During brief periods of overload, all requests to a server were timing out. It is a catastrophic failure, where the server completely stops serving.
We could add more capacity to prevent overload, but we don't want to throw hardware at a problem and also want to fix the server.
Instead of exploding, it should answer as many requests as possible, while rejecting the rest. Catastrophic failures like this usually happen because the server is processing too many requests at the same time. Typically, the server runs out of memory or requests take too long, causing whatever is making the request to give up. The solution is to limit the maximum number of concurrent requests, so some fraction of requests fail, but the others are processed. The challenge is finding the "right" limit. It can vary hugely depending on the software and the hardware. It also changes as the system evolves, so today's correct value is tomorrow's performance bottleneck.

 
The Plan

Limit the number of concurrent requests in all servers to avoid cascading failures. We need the limit to be well below the "catastrophic" failure point for our service, but setting it too low will limit the throughput of our system. It is a very fine balance and  if I'm forced to guess, I start with a limit set to some multiple of the number of CPUs. E.g. maybe 3× the number if you assume that your requests spend 33% of their time executing code, and 66% of their time waiting (e.g. for other network requests or on disk). However, it really is best to determine the limits by forcing your service to explode, because the "right" limit can vary enormously. If you want to optimize things, you can get lower "tail" latency by adding a queue and using a lower concurrent request limit. However, this requires tuning, so I think a simple concurrent limit is good enough in most cases. If we really want the lowest latency, using a FIFO queue with a "drop head" policy should decrease latency in overload scenarios.


Why limit requests?

To start, let's keep it simple, since it helps understand the basics. Let's imagine we have a server with a single CPU, that processes requests by doing 10 ms of computation. Ideally, this server can process 100 requests per second. If requests arrive at a fixed rate less than or equal to 100 requests per second, then the server responds to all requests after 10 ms. However, what happens if requests start arriving at 101 requests per second? Well, after one second, the server could only process 100 requests, so it will be processing 2 requests at the same time. The operating system will attempt to share the CPU, so now each request takes 20 ms. The server still responds to 100 requests per second, but the latency has increased. As the overload continues, the server begins to process more and more concurrent requests, which increases the latency. Eventually there are an infinite number of requests in the server, and it takes an infinite amount of time to respond.

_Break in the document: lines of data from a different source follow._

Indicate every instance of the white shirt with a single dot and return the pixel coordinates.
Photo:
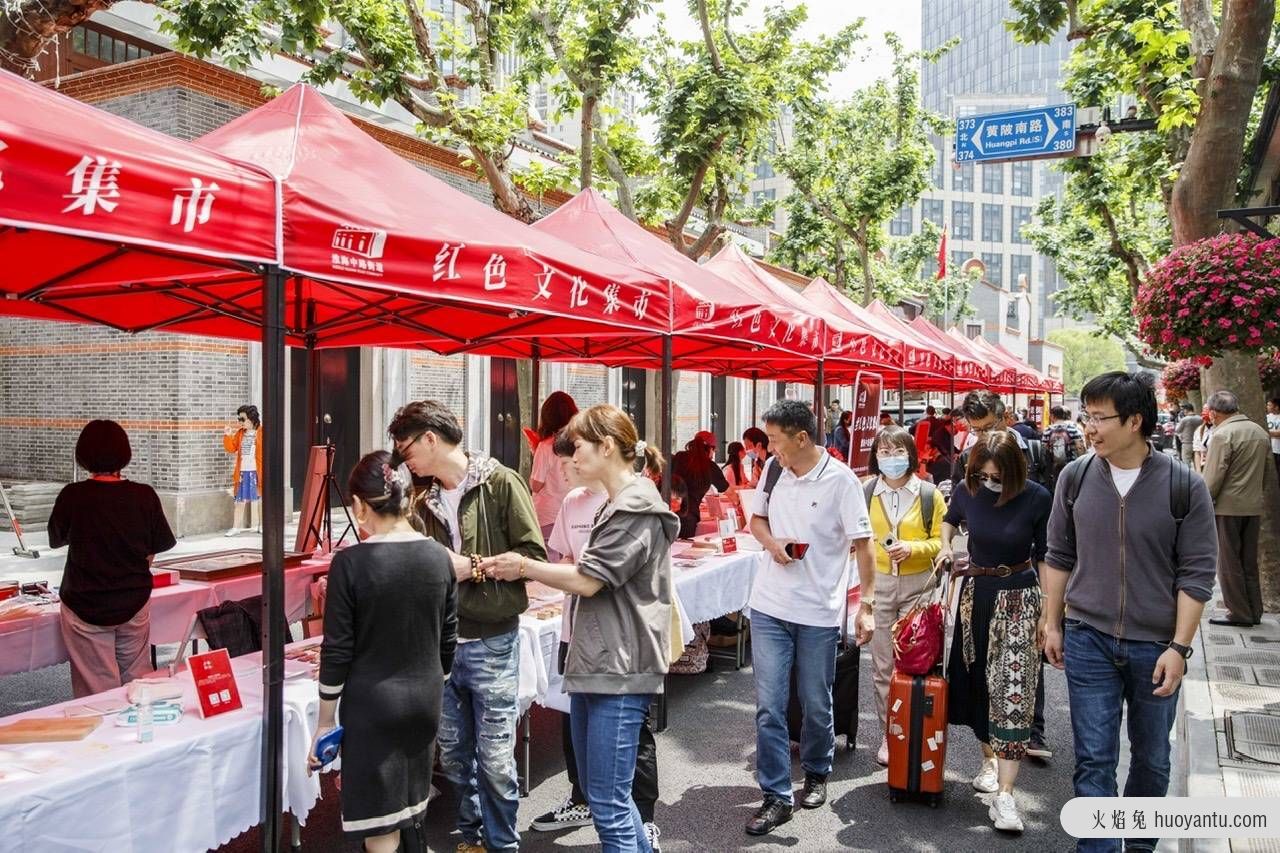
(452, 500)
(896, 502)
(570, 536)
(248, 459)
(548, 470)
(826, 510)
(1124, 478)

This is why servers without a limit on the number of requests they process concurrently tend to fail catastrophically. The real world doesn't work with infinite latency. It can also cause clients to retry and click links, reload pages over and over and over, which adds even more overload to the system. In the worst cases, the server will hit some resource limit. A very common one is running out of memory, which causes it to get killed and restart. This causes load to shift to other servers, causing them to run out of memory, which takes out the entire cluster that was carefully replicated for "reliability."


The solution seems easy????  Limit the number of requests being processed at the same time, and reject the others. Rejecting a request should be much cheaper than processing a request, so the server should be able to respond to 10-1000× more rejections per second than "real" requests. It is probably still possible to cause a catastrophic failure, but for most applications, the rate of rejections per second it can serve is so far beyond what the system normally processes that it is effectively infinite.


Setting concurrent request limits

Now that we know why we need a concurrent request limit, how do we determine the specific value to use? The CPU-bound server we have been talking about is relatively straightforward: If we limit it to one concurrent request, then each request gets processed in exactly 10 ms, and the server can process 100 requests per second if they arrive perfectly spaced out. However, in reality requests might arrive in bursts. In this case, the server will reject requests that arrive close together, and will be idle while waiting for the next request. However if we allow more concurrent requests, then in "busy" periods, processing time goes up. In the worst case, if we accept too many requests, we run out of memory or cause a catastrophic failure again.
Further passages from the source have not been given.